Thursday, April 27, 2017

Oberlin News Center

Julia Skrovan has been awarded a two-year Shansi Fellowship to Indonesia. 
Photo By Jennifer Manna

Julia Skrovan ’15 has been awarded a two-year Shansi Fellowship to Indonesia. For her fellowship, Skrovan will teach English and lend writing support to undergraduate and graduate students at Syiah Kuala University in Banda Aceh. She will additionally spend time teaching for the master's program in the English education section of Teacher Training and Education at the university.

While an undergraduate at Oberlin, the geology major and politics minor worked as a teaching assistant for several geology courses, the marketing assistant for the Oberlin College Career Center, and the advertising manager for the Oberlin Review.
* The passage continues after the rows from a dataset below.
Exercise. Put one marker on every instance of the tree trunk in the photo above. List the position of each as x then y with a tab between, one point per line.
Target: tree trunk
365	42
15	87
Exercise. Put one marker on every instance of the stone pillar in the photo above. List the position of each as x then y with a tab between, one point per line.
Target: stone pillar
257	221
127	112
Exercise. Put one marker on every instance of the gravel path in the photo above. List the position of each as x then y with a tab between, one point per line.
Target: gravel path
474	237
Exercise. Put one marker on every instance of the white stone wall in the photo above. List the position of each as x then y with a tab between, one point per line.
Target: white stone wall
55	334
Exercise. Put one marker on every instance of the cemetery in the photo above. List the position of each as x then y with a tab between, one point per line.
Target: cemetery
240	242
She also sprinted and threw javelin for Oberlin College Track & Field and served as a compost coordinator for the resource conservation team her first and second years.

Skrovan has worked as the geographic information systems (GIS) research assistant for the geology department since graduating in spring 2015. In that role, she supported faculty and student research across departments related to spatial analysis and mapmaking using various GIS programs, GPS and surveying equipment, and ground penetrating radar (GPR). She also taught the GIS winter-term course, served as a teaching assistant for hydrogeology and GIS courses, and co-taught an ExCo on data visualization and communication.

Skrovan says she applied to this fellowship to strengthen and challenge her understanding of other cultures, histories, and what it means to enter a community as a visitor, a teacher, and a scientist. Banda Aceh, she says, has a particularly dynamic history of human and environmental conflict, both of which have challenged its cultural inertia and adaptability. “My interests in geology and politics stem from a desire to explore that type of balanced friction: great levels of change coupled with endurance,” Skrovan says.

Outside of her fellowship, Skrovan says she hopes to become involved with local scientists working on projects related to natural hazards and the environment and to engage in a variety of cultural learning. She says immersion in new cultures “at once reveals and deconstructs otherwise imperceptible boundaries I have drawn; boundaries that confine me to a certain American understanding of how to live in the world and interact with the people in it.” She will travel to Indonesia in June to complete a two-month language immersion course at Alam Bahasa Indonesia Language School in Yogyakarta before relocating to Banda Aceh.